コンクールで、指定ピアノブランドが数社あるという事は、ブランドによって、そういった音色や響きに違いがあるからなのしょう。
演奏者が表現したい音楽というものを、
より明確に持っていたからこそ、
ピアノブランドの幅は広がってきたのだと思います。
308㎝という大きなサイズのピアノが誕生したことや、
それが国際コンクールで公式ピアノとして採用されるようになったという事は、
ピアノ事体の発展が、演奏者の感性の発展と共にあり
今も尚、その両方が発展途上の中にいるということを意味しているのだと思います。
更に言えば、これからのピアノの発展は、今とこれからの演奏者たちの感性次第で、如何様にも築いてゆけるものなのではないかとも思いました。

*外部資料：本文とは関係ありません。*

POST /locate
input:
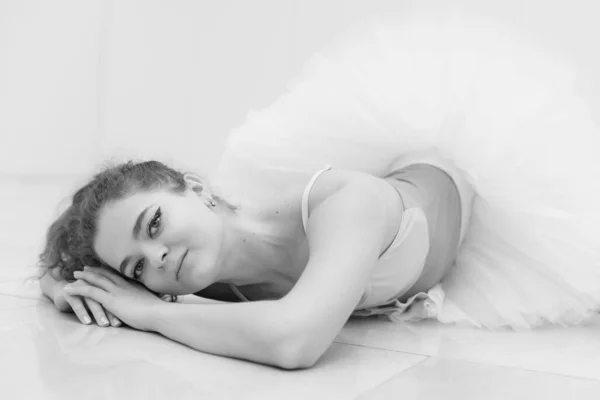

現代の演奏者の感性に寄り添いながら発展し続けるファツィオリピアノを試弾させていただいたからこそ気づけたことかなと思います。
ファツィオリというピアノの音色を堪能でき、
貴重な体験させていただきありがとうございました。
ご試弾をご希望の方はお問い合わせ、またはこちらの番号 03-6809-3534へお電話下さい。
弊社ショールームにぜひお立ち寄り頂き、ご試弾や美味しいエスプレッソを飲みながら、
音楽談議など楽しいひと時を共有できればと思います。
編集後記 : 音の立ち上がりもイタリアンスポーツカーのように素早く響板の鳴りもパワフルで現代の楽器らしい効率的な鳴りは流石です。 オペラの国の楽器らしい明るく豊かに歌うピアノでした!